Pero Annie ya había sentido un
ligero temblor bajo sus pies, así que se abalanzó sobre Kit, cogiéndole de la
muñeca, y echó a correr.
El terremoto no tardó mucho en
llegar. Los Vigilantes hicieron caer palmeras a su alrededor, pero ella ya
había aprendido la lección una vez. Sorteó los troncos que la obstaculizaban,
sin dejar de tirar de Kit, que corría con esfuerzo tras ella. De repente, un
fuerte espasmo les tiró al suelo a los dos.
Annie cayó fuertemente sobre la
tierra dura y llena de hojas rígidas de palmera que le arañaban la cara,
golpeándose el pecho y la cabeza. Apoyó las manos en el suelo, apretándose
contra él, y esperó, esperó durante unos minutos.
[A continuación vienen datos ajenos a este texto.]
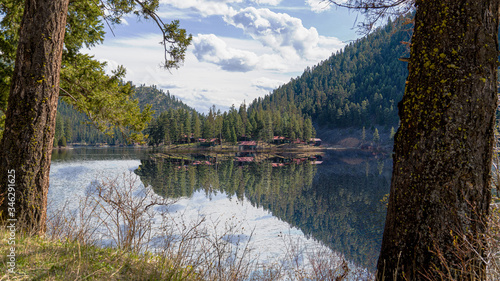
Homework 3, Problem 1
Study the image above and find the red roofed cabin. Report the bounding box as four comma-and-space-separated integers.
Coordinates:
199, 138, 219, 147
272, 136, 287, 145
239, 141, 257, 151
310, 138, 322, 146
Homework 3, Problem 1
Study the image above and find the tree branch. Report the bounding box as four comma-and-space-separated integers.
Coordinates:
328, 0, 415, 33
59, 86, 79, 103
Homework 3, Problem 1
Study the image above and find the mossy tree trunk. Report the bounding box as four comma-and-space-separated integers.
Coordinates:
0, 0, 69, 234
376, 0, 500, 280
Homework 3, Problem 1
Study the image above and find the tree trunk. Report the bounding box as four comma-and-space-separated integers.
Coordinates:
376, 0, 499, 280
0, 0, 69, 235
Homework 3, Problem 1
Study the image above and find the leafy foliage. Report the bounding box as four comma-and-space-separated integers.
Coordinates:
60, 56, 153, 141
Podía sentir el ligero
temblor de la tierra, pero pronto se detuvo, quedándose todo tan silencioso y
quieto como lo había estado apenas cinco minutos antes.
-
¿Annie?
La chica se giró, sentándose en
el suelo. Kit estaba de pie, con las manos en las rodillas. Se quitó la cinta
de la frente, pasándose una mano por el pelo.
-
¿Qué demonios ha
sido eso? – preguntó, boqueando.
-
Un… terremoto –
respondió Annie, levantándose con una mano en el estómago debido al intenso
flato.
-
Eso no. El ruido.
Annie se irguió, apoyada en el
tronco doblado de una palmera, y se palpó la cara. Cuando retiró los dedos,
tenía un ligero rastro de sangre en ellos.
-
¿No lo has oído? –
repitió Kit, entrecerrando los ojos -. Justo antes de que parase, como un
crujido. Parecía que se hubiese roto algo.
-
¿Qué estás
diciendo?
Kit se apartó el sudor de la
frente con el dorso de la mano.
-
En serio. Como
cuando se parte un palo. El mismo sonido.
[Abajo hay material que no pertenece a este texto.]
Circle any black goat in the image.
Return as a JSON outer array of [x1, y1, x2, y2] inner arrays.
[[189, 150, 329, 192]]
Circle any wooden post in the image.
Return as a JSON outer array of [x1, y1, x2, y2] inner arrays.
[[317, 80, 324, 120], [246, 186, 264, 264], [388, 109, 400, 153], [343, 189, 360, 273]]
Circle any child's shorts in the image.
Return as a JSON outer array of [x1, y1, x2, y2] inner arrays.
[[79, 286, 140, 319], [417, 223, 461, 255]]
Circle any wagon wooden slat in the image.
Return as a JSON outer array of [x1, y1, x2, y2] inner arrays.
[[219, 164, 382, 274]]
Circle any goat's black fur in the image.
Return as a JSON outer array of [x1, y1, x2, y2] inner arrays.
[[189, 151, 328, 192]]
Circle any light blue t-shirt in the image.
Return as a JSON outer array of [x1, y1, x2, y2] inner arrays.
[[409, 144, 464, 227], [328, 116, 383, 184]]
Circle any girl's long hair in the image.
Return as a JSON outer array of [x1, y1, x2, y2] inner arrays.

Annie miró a su alrededor,
angustiada. ¿Los habría visto alguien? ¿Estarían siendo vigilados por una
manada de profesionales? Y si así era, ¿por qué no atacaban ya?
-
No me refiero a que
alguien haya partido una rama, Annie – gruñó Kit, con la voz ahogada -. Me
refiero a que algo, algo dentro de la Arena, acaba de crujir.
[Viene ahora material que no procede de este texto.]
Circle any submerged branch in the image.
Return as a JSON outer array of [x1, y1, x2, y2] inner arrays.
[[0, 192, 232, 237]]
Annie se imaginó de nuevo la
Arena como la bola de nieve que tenía en casa. Se imaginó el cristal fracturándose, con grietas partiendo desde la
misma base de la bola hasta el punto más alto, sin romperse, pero lo suficiente
frágil como para que una respiración demasiado fuerte la destruyera por
completo.
-
En ese caso –
respondió Annie, limpiándose la sangre de la mejilla con la manga de la
chaqueta -, en ese caso, el próximo terremoto tendrá graves consecuencias para
el estadio.
Kit asintió, y Annie vio que se
le había vuelto a desgarrar la camiseta, mostrando un tajo superficial en la
parte baja del pecho, pero él parecía no darse cuenta.
-
Supongo que a los
Vigilantes no les gustaría eso, ¿verdad? – preguntó Kit, sonriendo -. No
destruirán su preciada Arena.
Annie le devolvió la sonrisa, y
los ojos se le llenaron de lágrimas cuando sus mejillas tiraron de la piel
cortada.
-
No, no lo harán –
respondió.
Annie comenzó a internarse
entre las palmeras de nuevo. Sin embargo, Kit se separó de ella, colocándose
unos metros más allá.
-
Me pregunto qué
habrá sido lo que se les ha roto…
Annie se encontraba justo
detrás de una palmera rodeada de hojas caídas que la cubrían casi por completo,
tanto a ella como a la palmera.
-
Kit, vámonos –
urgió Annie, inquieta.
El muchacho se giro, con una
sonrisa radiante que provocaba que las heridas de su cara se abrieran,
sangrando levemente.
-
¿Qué más nos puede
pasar?
Annie no llegó nunca a
responder esa frase. Primero vio una sombra, y algo centelleó junto al hombro
de Kit.
Y su cabeza rodó al suelo, con
su última sonrisa desvaneciéndose.
Annie se llevó las manos a la
boca, pero no podía gritar. La había abandonado la voz. El cuerpo decapitado de
Kit se mantuvo sobre las plantas de los pies durante un par de segundos y luego
cayó al suelo, junto a la cabeza del chico, con una mancha de sangre que se
extendía a su alrededor.
El chico del distrito 1 soltó
un grito de júbilo, alzando el hacha ensangrentada sobre su cabeza. Annie le
vio mover los labios, pero no oía nada. Era muda, y sorda. Pero no era para
nada ciega. Sus ojos se movieron hacia los de Kit, buscándolos. No podía ser,
no podía estar muerto. Pero allí estaba su cabeza, un poco más allá de su
cuerpo, con los rizos apelmazados aún por el sudor y los ojos semiabiertos.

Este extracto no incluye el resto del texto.